Self-Supervised Pretraining for Differentially Private Learning
This addresses the problem of maintaining data privacy while achieving high utility in machine learning for applications like image classification, representing an incremental improvement by adapting existing self-supervised methods to DP settings.
The paper tackles the challenge of deep learning with differential privacy (DP) by proposing self-supervised pretraining (SSP) as a scalable solution for image classification, showing it improves utility over handcrafted features with limited public data and outperforms labeled training on complex datasets, achieving a 25.3% utility on a private ImageNet-1K dataset at ε=3.
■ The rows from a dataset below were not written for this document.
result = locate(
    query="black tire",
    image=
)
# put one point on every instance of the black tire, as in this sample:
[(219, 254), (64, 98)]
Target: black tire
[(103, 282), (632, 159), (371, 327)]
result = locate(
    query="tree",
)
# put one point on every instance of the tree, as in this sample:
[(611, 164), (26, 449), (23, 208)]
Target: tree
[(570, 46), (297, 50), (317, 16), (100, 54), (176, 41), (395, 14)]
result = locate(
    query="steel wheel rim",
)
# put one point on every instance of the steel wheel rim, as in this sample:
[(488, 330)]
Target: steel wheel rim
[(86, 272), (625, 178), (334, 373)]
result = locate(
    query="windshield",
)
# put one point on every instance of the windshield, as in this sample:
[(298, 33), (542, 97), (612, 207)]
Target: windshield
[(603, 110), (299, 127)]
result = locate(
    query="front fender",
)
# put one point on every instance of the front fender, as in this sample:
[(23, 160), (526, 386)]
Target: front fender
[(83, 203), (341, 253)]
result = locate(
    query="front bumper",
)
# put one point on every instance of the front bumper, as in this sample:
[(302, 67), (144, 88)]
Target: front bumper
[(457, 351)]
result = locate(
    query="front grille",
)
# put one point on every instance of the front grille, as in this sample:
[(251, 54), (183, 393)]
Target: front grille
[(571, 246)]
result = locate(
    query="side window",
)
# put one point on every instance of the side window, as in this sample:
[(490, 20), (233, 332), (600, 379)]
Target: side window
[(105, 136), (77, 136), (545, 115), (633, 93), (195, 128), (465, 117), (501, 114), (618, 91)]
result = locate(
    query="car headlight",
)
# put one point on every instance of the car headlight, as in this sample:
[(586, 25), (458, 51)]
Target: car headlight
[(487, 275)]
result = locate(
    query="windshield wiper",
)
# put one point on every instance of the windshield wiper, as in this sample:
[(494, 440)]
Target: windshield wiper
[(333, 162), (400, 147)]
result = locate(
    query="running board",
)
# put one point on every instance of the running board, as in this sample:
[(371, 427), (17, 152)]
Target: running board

We demonstrate self-supervised pretraining (SSP) is a scalable solution to deep learning with differential privacy (DP) regardless of the size of available public datasets in image classification. When facing the lack of public datasets, we show the features generated by SSP on only one single image enable a private classifier to obtain much better utility than the non-learned handcrafted features under the same privacy budget. When a moderate or large size public dataset is available, the features produced by SSP greatly outperform the features trained with labels on various complex private datasets under the same private budget. We also compared multiple DP-enabled training frameworks to train a private classifier on the features generated by SSP. Finally, we report a non-trivial utility 25.3\% of a private ImageNet-1K dataset when $ε=3$. Our source code can be found at \url{https://github.com/UnchartedRLab/SSP}.